We define a uniform prior over the interval \([0, 10]\) over the step size

[8]:
prior = Distribution(step_size=RV("uniform", 0, 10))

and create and instance of our integrated model MyStochasticProcess

[9]:
model = MyStochasticProcess()

We then configure the ABC-SMC run. As the distance function is calculated within MyStochasticProcess, we just pass None to the distance_function parameter. As sampler, we use the SingleCoreSampler here. We do so to correctly keep track of MyStochasticProcess.n_early_stopped. Otherwise, the counter gets incremented in subprocesses and we don’t see anything here. Of course, you could also use the MyStochasticProcess model in a multi-core or distributed setting.

Importantly, we pre-specify the initial acceptance threshold to a given value, here to 300. Otherwise, pyABC will try to automatically determine it by drawing samples from the prior and evaluating the distance function. However, we do not have a distance function here, so this approach would break down.

[10]:
abc = ABCSMC(
    models=model,
    parameter_priors=prior,
    distance_function=NoDistance(),
    sampler=SingleCoreSampler(),
    population_size=30,
    transitions=LocalTransition(k_fraction=0.2),
    eps=MedianEpsilon(300, median_multiplier=0.7),
)

We then indicate that we want to start a new ABC-SMC run:

[11]:
abc.new(db_path)
INFO:History:Start <ABCSMC id=1, start_time=2021-02-21 17:22:41.018237>
[11]:
<pyabc.storage.history.History at 0x7f16e89e95e0>

We do not need to pass any data here. However, we could still pass additionally a dictionary {"trajectory": gt_trajectory} only for storage purposes to the new method. The data will however be ignored during the ABC-SMC run.

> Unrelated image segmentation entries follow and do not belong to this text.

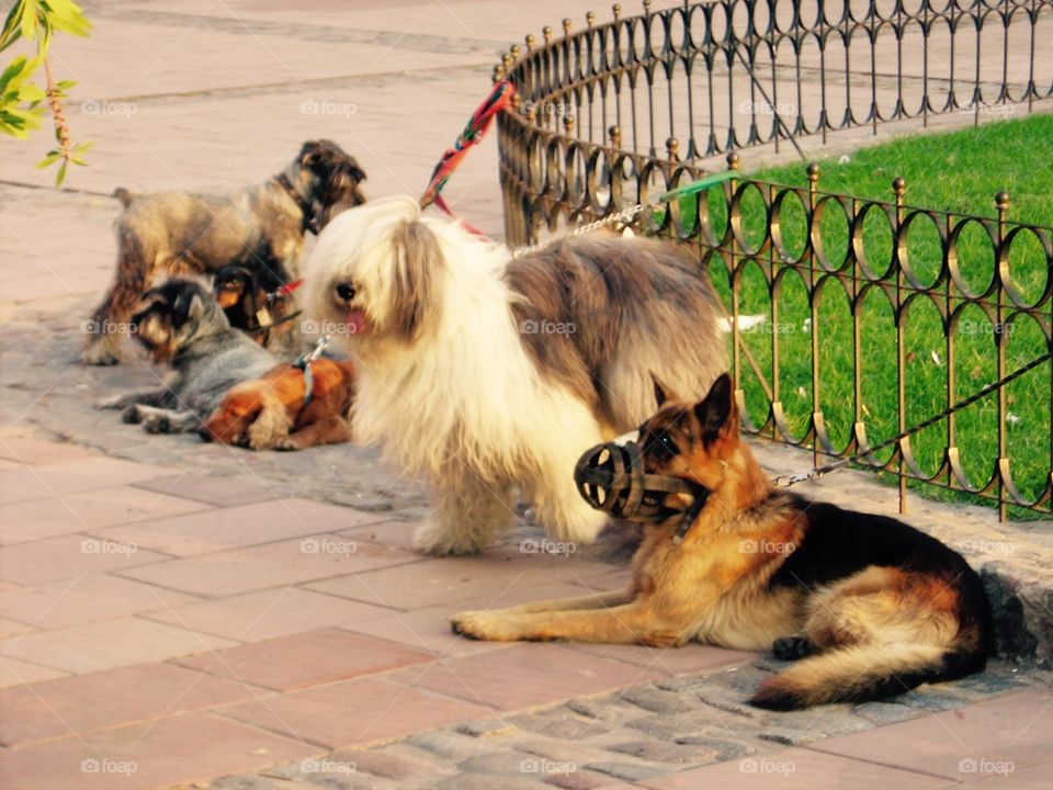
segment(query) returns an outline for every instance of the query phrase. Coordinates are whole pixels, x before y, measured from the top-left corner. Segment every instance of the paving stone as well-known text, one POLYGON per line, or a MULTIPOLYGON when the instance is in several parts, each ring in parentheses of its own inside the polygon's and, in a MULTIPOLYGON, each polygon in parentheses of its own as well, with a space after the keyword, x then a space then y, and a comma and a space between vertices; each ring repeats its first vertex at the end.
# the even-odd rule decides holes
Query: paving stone
MULTIPOLYGON (((191 788, 192 786, 184 786, 191 788)), ((286 790, 293 787, 287 780, 272 780, 263 776, 231 776, 208 782, 208 790, 286 790)), ((301 788, 304 785, 299 785, 301 788)))
POLYGON ((610 787, 611 778, 595 771, 570 771, 569 774, 553 774, 544 779, 545 785, 563 788, 563 790, 593 790, 599 787, 610 787))
POLYGON ((915 708, 908 708, 898 702, 863 702, 856 706, 853 712, 878 726, 885 724, 896 724, 919 715, 915 708))
POLYGON ((596 719, 578 715, 563 706, 541 713, 518 715, 510 721, 521 730, 567 741, 580 741, 610 732, 596 719))
POLYGON ((589 763, 582 767, 588 770, 607 774, 615 779, 623 779, 624 781, 644 781, 645 779, 650 779, 652 777, 661 776, 663 774, 669 772, 668 766, 648 766, 636 763, 589 763))
POLYGON ((501 783, 495 786, 492 775, 468 772, 440 779, 434 787, 437 790, 494 790, 495 787, 500 787, 501 790, 537 790, 537 781, 502 776, 501 783))
POLYGON ((635 706, 625 704, 612 696, 574 699, 567 702, 567 708, 587 719, 608 724, 621 724, 639 715, 639 709, 635 706))
MULTIPOLYGON (((490 751, 457 763, 457 769, 466 774, 489 774, 501 777, 536 779, 542 761, 528 754, 510 748, 490 751)), ((491 779, 494 781, 494 779, 491 779)), ((503 785, 505 780, 500 780, 503 785)))
POLYGON ((738 741, 712 737, 710 735, 684 735, 676 738, 676 743, 689 746, 703 746, 716 752, 717 759, 735 759, 757 753, 757 747, 738 741))
MULTIPOLYGON (((720 752, 711 749, 701 744, 690 745, 682 743, 668 743, 656 740, 636 740, 626 741, 620 744, 613 744, 609 747, 616 754, 636 757, 648 763, 694 763, 705 764, 715 763, 720 752)), ((625 778, 625 777, 621 777, 625 778)))
POLYGON ((177 658, 174 663, 210 675, 288 691, 426 661, 431 661, 431 656, 401 645, 338 629, 320 629, 200 653, 177 658))
POLYGON ((472 737, 492 737, 495 735, 507 735, 514 733, 517 726, 510 724, 503 719, 485 719, 477 722, 464 722, 454 727, 455 732, 472 737))
POLYGON ((370 774, 382 779, 408 782, 420 776, 434 772, 434 761, 426 761, 381 749, 338 749, 332 753, 337 760, 347 759, 354 763, 358 772, 370 774))
POLYGON ((487 745, 480 744, 476 738, 443 730, 410 735, 406 738, 406 743, 439 757, 452 760, 463 760, 468 757, 486 754, 490 748, 487 745))
POLYGON ((768 714, 763 711, 746 704, 745 697, 735 691, 714 687, 695 689, 694 695, 707 706, 728 713, 735 713, 745 719, 761 720, 768 718, 768 714))
POLYGON ((676 714, 687 713, 688 711, 697 709, 697 706, 690 704, 686 699, 675 693, 654 688, 642 687, 626 689, 621 695, 621 698, 626 702, 632 702, 634 706, 638 706, 653 713, 676 714))
POLYGON ((756 666, 739 666, 725 669, 724 672, 713 673, 706 676, 706 679, 715 686, 734 689, 743 696, 751 695, 757 687, 771 677, 770 672, 766 672, 756 666))

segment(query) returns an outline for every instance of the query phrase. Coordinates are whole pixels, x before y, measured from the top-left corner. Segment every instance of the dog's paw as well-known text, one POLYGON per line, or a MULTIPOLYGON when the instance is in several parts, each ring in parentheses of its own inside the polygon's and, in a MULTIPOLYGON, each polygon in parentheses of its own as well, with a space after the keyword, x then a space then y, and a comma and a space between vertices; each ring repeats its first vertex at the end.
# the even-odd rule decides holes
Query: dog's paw
POLYGON ((454 614, 450 620, 450 629, 457 635, 482 641, 508 641, 502 634, 501 622, 494 617, 494 612, 466 611, 454 614))
POLYGON ((283 452, 292 452, 294 450, 302 450, 303 448, 294 437, 287 436, 275 440, 275 442, 271 444, 271 449, 281 450, 283 452))
POLYGON ((797 661, 812 654, 807 636, 782 636, 771 643, 771 652, 779 661, 797 661))
POLYGON ((414 549, 435 556, 469 556, 478 554, 485 546, 479 545, 472 535, 451 534, 442 524, 426 521, 414 533, 414 549))

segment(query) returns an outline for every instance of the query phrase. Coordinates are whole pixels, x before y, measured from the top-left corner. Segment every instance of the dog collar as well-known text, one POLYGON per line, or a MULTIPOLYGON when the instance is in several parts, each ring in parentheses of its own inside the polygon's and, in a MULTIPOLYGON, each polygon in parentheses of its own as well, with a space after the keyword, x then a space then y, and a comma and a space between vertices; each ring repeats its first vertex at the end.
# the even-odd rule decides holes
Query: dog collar
POLYGON ((677 524, 677 531, 672 534, 672 542, 676 545, 683 543, 683 539, 688 535, 688 530, 691 529, 691 524, 699 518, 699 514, 702 512, 702 508, 705 507, 705 503, 710 498, 709 488, 700 486, 698 483, 689 483, 688 485, 694 489, 694 493, 691 498, 691 507, 683 511, 683 516, 680 517, 680 523, 677 524))
POLYGON ((315 399, 315 376, 310 372, 310 363, 321 356, 321 352, 326 350, 328 345, 329 336, 322 335, 318 338, 318 342, 310 352, 302 353, 296 361, 293 362, 293 368, 298 368, 304 372, 304 406, 307 406, 307 404, 315 399))

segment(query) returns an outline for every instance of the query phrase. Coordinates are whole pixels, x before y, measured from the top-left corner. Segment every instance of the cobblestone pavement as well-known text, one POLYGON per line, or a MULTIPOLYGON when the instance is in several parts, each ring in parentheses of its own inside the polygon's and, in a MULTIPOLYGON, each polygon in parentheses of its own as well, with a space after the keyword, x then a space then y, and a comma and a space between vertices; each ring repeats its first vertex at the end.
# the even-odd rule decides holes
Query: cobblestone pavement
MULTIPOLYGON (((58 37, 91 166, 55 191, 33 169, 45 134, 0 142, 5 790, 1045 787, 1048 673, 998 662, 893 703, 771 714, 743 704, 778 667, 754 654, 466 642, 457 610, 625 584, 625 537, 552 555, 524 522, 479 557, 424 557, 426 492, 372 450, 256 454, 92 407, 159 375, 131 346, 118 368, 76 364, 114 187, 239 188, 331 137, 369 195, 417 193, 508 43, 589 5, 106 0, 86 4, 90 40, 58 37)), ((490 138, 446 194, 499 235, 495 157, 490 138)), ((773 473, 809 462, 758 450, 773 473)), ((853 473, 812 489, 895 507, 853 473)), ((1033 595, 1010 591, 1005 641, 1048 647, 1050 533, 912 508, 985 569, 1011 539, 1033 595)))

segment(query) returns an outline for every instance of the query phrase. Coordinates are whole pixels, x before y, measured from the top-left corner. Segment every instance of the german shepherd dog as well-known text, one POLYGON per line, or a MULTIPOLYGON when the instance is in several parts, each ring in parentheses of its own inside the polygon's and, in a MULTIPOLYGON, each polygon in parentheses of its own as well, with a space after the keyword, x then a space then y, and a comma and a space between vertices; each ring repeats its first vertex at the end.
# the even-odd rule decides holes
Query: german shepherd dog
POLYGON ((624 592, 463 612, 455 632, 770 646, 802 659, 750 699, 772 710, 881 699, 984 668, 989 603, 959 554, 896 519, 774 488, 739 438, 727 374, 699 403, 657 382, 655 394, 659 410, 636 439, 645 472, 707 492, 683 541, 676 518, 646 526, 624 592))
POLYGON ((197 435, 250 450, 303 450, 349 441, 354 369, 350 362, 330 359, 309 365, 309 395, 303 366, 276 365, 231 387, 197 435))

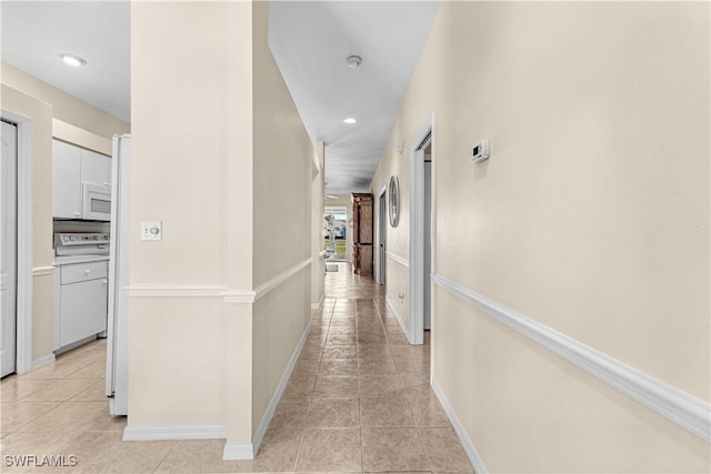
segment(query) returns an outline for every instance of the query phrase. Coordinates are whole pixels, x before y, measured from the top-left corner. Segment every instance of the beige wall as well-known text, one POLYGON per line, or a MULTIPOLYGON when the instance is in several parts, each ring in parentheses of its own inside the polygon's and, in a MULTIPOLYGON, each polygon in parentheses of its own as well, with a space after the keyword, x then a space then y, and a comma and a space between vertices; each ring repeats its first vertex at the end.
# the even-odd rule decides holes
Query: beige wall
POLYGON ((224 426, 240 452, 310 317, 314 149, 267 7, 131 10, 129 428, 224 426))
POLYGON ((28 118, 32 125, 32 357, 52 353, 52 137, 111 153, 111 135, 130 125, 79 99, 1 64, 3 110, 28 118))
MULTIPOLYGON (((344 205, 346 206, 346 261, 353 261, 353 202, 351 195, 338 195, 336 199, 326 198, 324 205, 344 205)), ((321 213, 321 224, 319 228, 319 235, 323 234, 323 213, 321 213)), ((321 246, 323 246, 323 239, 321 239, 321 246)))
MULTIPOLYGON (((443 2, 391 135, 434 115, 434 273, 705 402, 709 40, 708 3, 443 2)), ((385 150, 373 190, 398 174, 407 203, 385 150)), ((434 296, 434 382, 491 472, 711 468, 701 438, 434 296)))
POLYGON ((252 9, 254 288, 280 279, 308 261, 307 266, 253 307, 256 431, 311 316, 311 181, 316 150, 269 50, 268 2, 254 2, 252 9))
POLYGON ((251 311, 223 294, 252 288, 251 6, 136 2, 131 50, 129 426, 249 441, 251 311))

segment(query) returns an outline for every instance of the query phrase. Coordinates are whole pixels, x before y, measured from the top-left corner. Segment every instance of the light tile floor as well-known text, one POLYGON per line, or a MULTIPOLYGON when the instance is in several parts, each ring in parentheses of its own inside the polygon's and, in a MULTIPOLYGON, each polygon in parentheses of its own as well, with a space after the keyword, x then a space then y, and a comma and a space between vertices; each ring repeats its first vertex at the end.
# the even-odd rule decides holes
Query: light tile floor
POLYGON ((429 339, 409 345, 382 288, 338 265, 254 461, 222 461, 223 440, 121 441, 100 340, 0 383, 0 471, 471 473, 429 386, 429 339), (9 465, 13 455, 74 455, 77 465, 22 468, 9 465))

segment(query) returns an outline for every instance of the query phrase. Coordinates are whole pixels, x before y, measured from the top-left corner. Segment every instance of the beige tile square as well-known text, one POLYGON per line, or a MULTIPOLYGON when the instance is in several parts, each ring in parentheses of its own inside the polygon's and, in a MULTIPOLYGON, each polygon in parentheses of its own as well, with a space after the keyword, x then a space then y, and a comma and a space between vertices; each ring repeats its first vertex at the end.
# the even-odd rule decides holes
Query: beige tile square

Then, let’s start the sampling

[12]:
h = abc.run(minimum_epsilon=40, max_nr_populations=3)
INFO:ABC:t: 0, eps: 300.
INFO:ABC:Acceptance rate: 30 / 111 = 2.7027e-01, ESS=3.0000e+01.
INFO:ABC:t: 1, eps: 140.6687680285705.
INFO:ABC:Acceptance rate: 30 / 140 = 2.1429e-01, ESS=2.1150e+01.
INFO:ABC:t: 2, eps: 72.25140375797258.
INFO:ABC:Acceptance rate: 30 / 433 = 6.9284e-02, ESS=1.8744e+01.
INFO:pyabc.util:Stopping: maximum number of generations.
INFO:History:Done <ABCSMC id=1, duration=0:00:01.067589, end_time=2021-02-21 17:22:42.085826>

and check how often the early stopping was used:

[13]:
model.n_early_stopped
[13]:
594

Quite a lot actually.

Lastly we estimate KDEs of the different populations to inspect our results and plot everything (the vertical dashed line is the ground truth step size).

[14]:
from pyabc.visualization import plot_kde_1d

fig, ax = plt.subplots()

for t in range(h.max_t + 1):
    particles = h.get_distribution(m=0, t=t)
    plot_kde_1d(
        *particles,
        "step_size",
        label=f"t={t}",
        ax=ax,
        xmin=0,
        xmax=10,
        numx=300,
    )
ax.axvline(gt_step_size, color="k", linestyle="dashed");
../_images/examples_early_stopping_35_0.png

That’s it. You should be able to see how the distribution contracts around the true parameter.